I looked through some of your old posts on DC and you seem like a good guy, I play in LA a lot myself, maybe I'll see you around some time. I think you are just holding onto the Caro maxim a bit too hard. If the pot were smaller, it would be way more worthwhile to consider folding the flop, not just because of the possible flush draw, but just because of the good old pot odds that wouldn't be nearly so attractive. It also isn't really a surprise that poker advice from the 90s or even more recently might be incorrect or out of date, books written a couple years ago certainly suffer from that too, and I'm sure I can find videos I've done on DC that I would now disagree with my play as my game has evolved.

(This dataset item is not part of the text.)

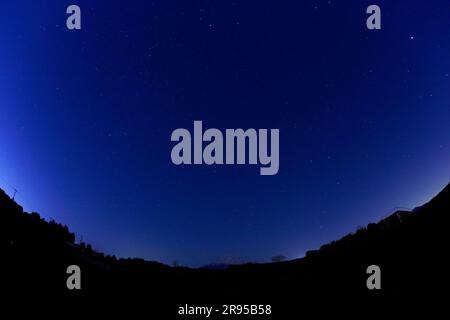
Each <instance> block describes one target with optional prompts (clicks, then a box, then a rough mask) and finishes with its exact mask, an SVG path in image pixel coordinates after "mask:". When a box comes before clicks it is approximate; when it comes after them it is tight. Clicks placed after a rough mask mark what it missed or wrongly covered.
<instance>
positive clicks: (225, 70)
mask: <svg viewBox="0 0 450 320" xmlns="http://www.w3.org/2000/svg"><path fill="white" fill-rule="evenodd" d="M72 3H75V4H77V5H79V6H80V7H81V11H82V29H81V30H79V31H69V30H68V29H67V28H66V26H65V22H66V18H67V15H66V12H65V11H66V8H67V6H68V5H70V4H72ZM374 3H376V4H378V5H379V6H380V7H381V12H382V29H381V30H375V31H370V30H368V29H367V28H366V18H367V16H368V15H367V14H366V8H367V6H368V5H370V4H374ZM0 34H1V39H2V44H1V45H0V187H2V188H3V189H5V190H6V191H7V192H8V193H9V194H10V195H12V193H13V191H14V188H16V189H18V193H17V196H16V199H17V201H18V202H19V203H21V204H22V205H23V206H24V208H25V210H27V211H37V212H39V213H40V214H41V215H42V216H43V217H44V218H46V219H51V218H53V219H55V220H57V221H59V222H62V223H64V224H67V225H69V226H70V228H71V230H73V231H74V232H75V233H76V234H77V239H78V240H82V241H85V242H88V243H91V244H92V245H93V247H94V248H96V249H98V250H101V251H103V252H106V253H109V254H115V255H117V256H119V257H129V256H130V257H143V258H146V259H150V260H157V261H162V262H165V263H171V262H172V261H174V260H177V261H178V262H179V263H180V264H182V265H188V266H201V265H204V264H208V263H241V262H247V261H254V262H264V261H270V259H271V257H272V256H275V255H284V256H286V257H288V258H297V257H301V256H303V255H304V253H305V251H306V250H309V249H314V248H318V247H319V246H320V245H321V244H323V243H326V242H329V241H331V240H335V239H337V238H339V237H341V236H343V235H345V234H346V233H348V232H351V231H354V230H355V229H356V228H357V227H358V226H360V225H366V224H367V223H369V222H374V221H377V220H379V219H380V218H381V217H383V216H384V215H386V214H387V213H389V212H391V211H392V210H393V208H394V207H407V208H413V207H415V206H417V205H420V204H422V203H423V202H424V201H427V200H429V199H430V198H431V197H432V196H433V195H434V194H436V193H437V192H438V191H439V190H440V189H442V188H443V187H444V186H445V185H446V184H447V183H448V182H449V177H450V139H449V137H450V126H449V123H450V90H449V86H450V76H449V74H450V5H449V4H448V1H447V0H439V1H438V0H431V1H381V0H377V1H376V2H374V1H370V2H369V1H356V0H353V1H349V0H331V1H326V0H324V1H319V0H315V1H312V0H306V1H265V0H262V1H261V0H258V1H253V0H251V1H213V0H209V1H207V0H192V1H185V0H183V1H181V0H160V1H129V2H126V1H85V0H76V1H71V2H69V1H31V0H30V1H25V0H17V1H14V2H12V1H8V2H6V1H2V2H1V3H0ZM194 120H202V121H203V125H204V127H205V128H211V127H213V128H219V129H222V130H224V129H225V128H244V129H245V128H267V129H270V128H279V129H280V170H279V172H278V174H277V175H274V176H261V175H259V166H249V165H244V166H206V165H202V166H175V165H173V164H172V162H171V160H170V152H171V149H172V147H173V145H174V143H173V142H171V141H170V135H171V133H172V131H173V130H174V129H176V128H187V129H189V130H191V131H192V127H193V121H194Z"/></svg>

When you're getting 13:2, you have the odds to call with your OESD even if you know that one player has the flushdraw 100% of the times. Odds of 1:6.5 + implieds and 6 outs is a call.

In this hand it really is just this simple, I have to agree.

Hand 1- I think I would reiterate what DD said, that you should be bluffing by c/r here because you would play your value hands the same way. I would expect the turn to get checked through rarely, so going for a c/r makes sense. Also, I think c/r this exact hand is probably going to result in bluffing too much here. I would generally play this hand passively and not (as you both seemed to conclude) look to semibluff the flop. Although I think if you would like to bluff the turn, you should do it with a c/r, I think you should probably limit your bluffs here to 78. Mostly because adding in combinations of 58s means you will probably be bluffing too often on this board, into 3 people. So, if I had to pick some type of hand, the better open ended straight draw seems to be a better candidate, because our equity will just be stronger on the turn, even though our relative hand values are almost exactly the same.

Just another advantage to the c/r in hand 1 is that if it goes bet,raise and gets back to us we can easily fold without wasting any bets knowing we have no fold equity and are drawing dead.